This short story is participating in Write Story from Picture India 2012 – Short Story Writing Competition.
I grabbed my mug of coffee and sat in the balcony.
I was planning to do my favorite timepass again.
I started setting up my favorite thing.
A camera.
It was, it is and it’s going to remain my favorite thing in this whole world.
I smiled as I remembered the day I had got my first camera.
“Guess what, sweetie? It’s your birthday gift.”
I was so excited when Dad had given me the camera.
I couldn’t stop taking photographs of everything.
But my favorite site was me.
I wouldn’t stop taking photographs of myself.
I had felt like, I had the best photogenic face.
Well, it wasn’t just a feeling.
People around also said that I was just… beautiful.
My feelings grew stronger and stronger day by day that I was beautiful.
And I started preparing in the right direction.
I had my family’s support.
Even there wasn’t any financial problem.
I had started taking a training for modelling.
My goal was clear.
I wanted to become a super model.
People said that I could even join a bollywood.
Well, that was a second career option.
But my major goal was modelling.
As I said before, I was in the right direction.

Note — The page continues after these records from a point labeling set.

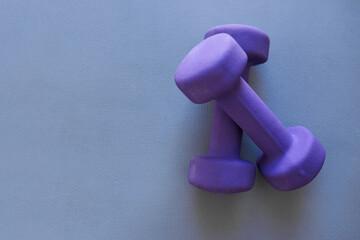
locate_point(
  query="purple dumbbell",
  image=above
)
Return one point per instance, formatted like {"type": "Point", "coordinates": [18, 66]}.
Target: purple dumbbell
{"type": "Point", "coordinates": [291, 157]}
{"type": "Point", "coordinates": [225, 171]}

I entered in a model hun contest as a huge favorite and I was able to win that as well.
Soon after that, I started getting modelling assignments.
And pretty soon, I was a super model.
Like I always wanted to be.
Everybody who I loved, was so happy for me.
I felt like all of my dreams had become true.
I felt like I could never ask for anything more.
That’s when he entered in my life.
He was a struggling actor.
He wasn’t as successful as me, but he was a nice guy.
He said that he loved me.
And I realized that he was what I was missing in my life.
So I told him back that I loved him,too.
I indeed loved him.
So much.
But we got in a fight that day.
Couple in love always fights, right?
But he had lost his temper.
And before I could stop him, he threw an acid on my face.
That was enough to change my life drastically.
The police arrested him, but it didn’t matter anymore.
I had lost my identity.
I had lost my face.
I had lost my beauty.
I would never walk on a ramp, which was my most favorite thing.
Well, second most favorite thing.
So here I was.
In United States.
Taking treatment to get my face back.
Well, I’ll never get it back.
But doctors are trying to make it look decent at least.
I look like a monster at present.
But that wouldn’t stop me to do my favorite thing.
Taking photographs of myself.
I completed the set up of camera and it started clicking automatically.
I do take my photographs, but even I am too coward to have a look at them.
But even that wouldn’t stop me from taking pics of mine.
Because old habits die hard, you know?